Why do we need our own AMM? It can better support the development of bonding, for example, when a bonding event occurs, we can freely control the proportion of added liquidity through the bonding machine, which will be more flexible and controllable in our own AMM.
Graph - Constant Function Market Maker (CFMM) , x * y = k
CNV charges a 0.25% fee for all trades and is added to the liquidity pool of the token pair that was traded on. A liquidity pool (LP) is a pool of two tokens, e.g. CNV and DAI tokens. This pool is what allows users to exchange between the two tokens automatically.
TUTORIAL: How to add liquidity and remove liquidity from a pool
Adding Liquidity Pool
1.Grab your tokens and head to the Pools page
2.Find the desired pool by using the page filters and/or typing in the Tokens you wish to deposit, eg. 'CNV' or 'DAI'.
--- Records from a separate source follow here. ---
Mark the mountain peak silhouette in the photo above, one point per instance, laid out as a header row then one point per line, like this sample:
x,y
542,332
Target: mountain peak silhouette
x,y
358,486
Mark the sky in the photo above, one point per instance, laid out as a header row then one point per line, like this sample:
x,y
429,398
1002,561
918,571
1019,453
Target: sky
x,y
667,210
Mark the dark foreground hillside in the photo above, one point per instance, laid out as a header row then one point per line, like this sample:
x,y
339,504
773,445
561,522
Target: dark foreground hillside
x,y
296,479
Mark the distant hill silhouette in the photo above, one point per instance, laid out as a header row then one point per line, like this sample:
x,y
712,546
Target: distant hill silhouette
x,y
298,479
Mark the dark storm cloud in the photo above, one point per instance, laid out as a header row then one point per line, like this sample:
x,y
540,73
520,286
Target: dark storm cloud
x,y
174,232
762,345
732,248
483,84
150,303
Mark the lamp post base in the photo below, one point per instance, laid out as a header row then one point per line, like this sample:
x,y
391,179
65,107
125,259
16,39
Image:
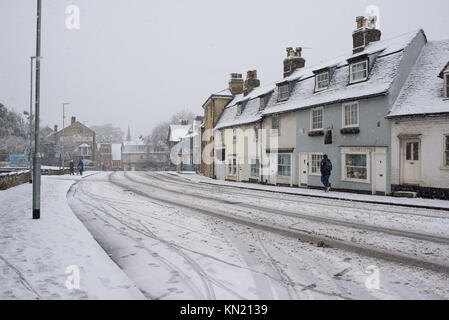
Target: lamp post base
x,y
36,214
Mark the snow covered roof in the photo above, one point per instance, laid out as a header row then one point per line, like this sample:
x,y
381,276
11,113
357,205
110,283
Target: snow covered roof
x,y
177,132
225,94
423,92
250,113
116,149
387,54
135,146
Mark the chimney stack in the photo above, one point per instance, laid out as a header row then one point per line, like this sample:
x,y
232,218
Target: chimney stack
x,y
251,82
236,84
365,33
293,61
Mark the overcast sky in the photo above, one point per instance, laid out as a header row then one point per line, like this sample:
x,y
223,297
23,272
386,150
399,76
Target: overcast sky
x,y
137,62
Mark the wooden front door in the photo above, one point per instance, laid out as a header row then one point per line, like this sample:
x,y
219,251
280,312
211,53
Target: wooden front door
x,y
411,162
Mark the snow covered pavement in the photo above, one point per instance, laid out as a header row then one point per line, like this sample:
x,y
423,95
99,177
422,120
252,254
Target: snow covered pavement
x,y
178,239
41,259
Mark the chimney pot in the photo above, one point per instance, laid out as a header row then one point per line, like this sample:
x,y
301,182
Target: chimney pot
x,y
365,33
236,84
293,61
251,82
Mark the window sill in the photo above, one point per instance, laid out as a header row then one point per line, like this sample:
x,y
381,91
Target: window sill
x,y
320,90
316,133
356,82
357,180
350,130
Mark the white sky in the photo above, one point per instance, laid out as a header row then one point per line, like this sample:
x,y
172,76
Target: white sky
x,y
137,62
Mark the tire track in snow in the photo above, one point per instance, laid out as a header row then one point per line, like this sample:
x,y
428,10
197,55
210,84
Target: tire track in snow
x,y
304,236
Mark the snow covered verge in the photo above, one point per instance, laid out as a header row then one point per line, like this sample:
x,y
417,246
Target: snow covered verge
x,y
409,202
48,258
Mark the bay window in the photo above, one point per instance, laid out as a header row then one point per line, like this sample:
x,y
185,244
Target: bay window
x,y
355,167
3.Once you have selected the correct pool, you will see the pool page.
4.Here you can add Tokens and also amend slippage if necessary.
5.Once you have added in Tokens, you'll have to approve in your wallet then deposit the Tokens.
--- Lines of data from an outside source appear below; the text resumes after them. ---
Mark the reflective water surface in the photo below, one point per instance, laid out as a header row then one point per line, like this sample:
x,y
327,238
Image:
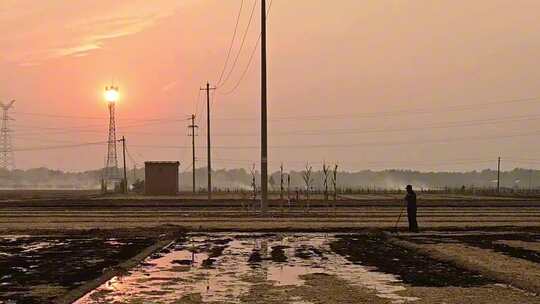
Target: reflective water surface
x,y
223,267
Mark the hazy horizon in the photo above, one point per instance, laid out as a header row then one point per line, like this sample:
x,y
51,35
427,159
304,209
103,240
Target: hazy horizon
x,y
432,86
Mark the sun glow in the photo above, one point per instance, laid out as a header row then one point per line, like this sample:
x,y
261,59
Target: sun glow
x,y
111,94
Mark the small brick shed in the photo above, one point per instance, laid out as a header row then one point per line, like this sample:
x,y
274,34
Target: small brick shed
x,y
161,178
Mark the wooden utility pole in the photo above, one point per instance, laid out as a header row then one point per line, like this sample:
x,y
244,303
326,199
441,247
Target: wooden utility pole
x,y
193,126
208,142
264,139
499,175
125,168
6.Done, you are now earning your share of trading fees generated by the pool!
Removing Liquidity Pool
1.Simply head to the pool you wish to remove tokens from and hit 'remove'. Now enter the required Tokens to remove or use one of the preselected % buttons (The ratio of tokens needed will be automatically filled).
2.Once you have selected the amount to remove, you will need to approve the transaction in you wallet order to remove the Tokens.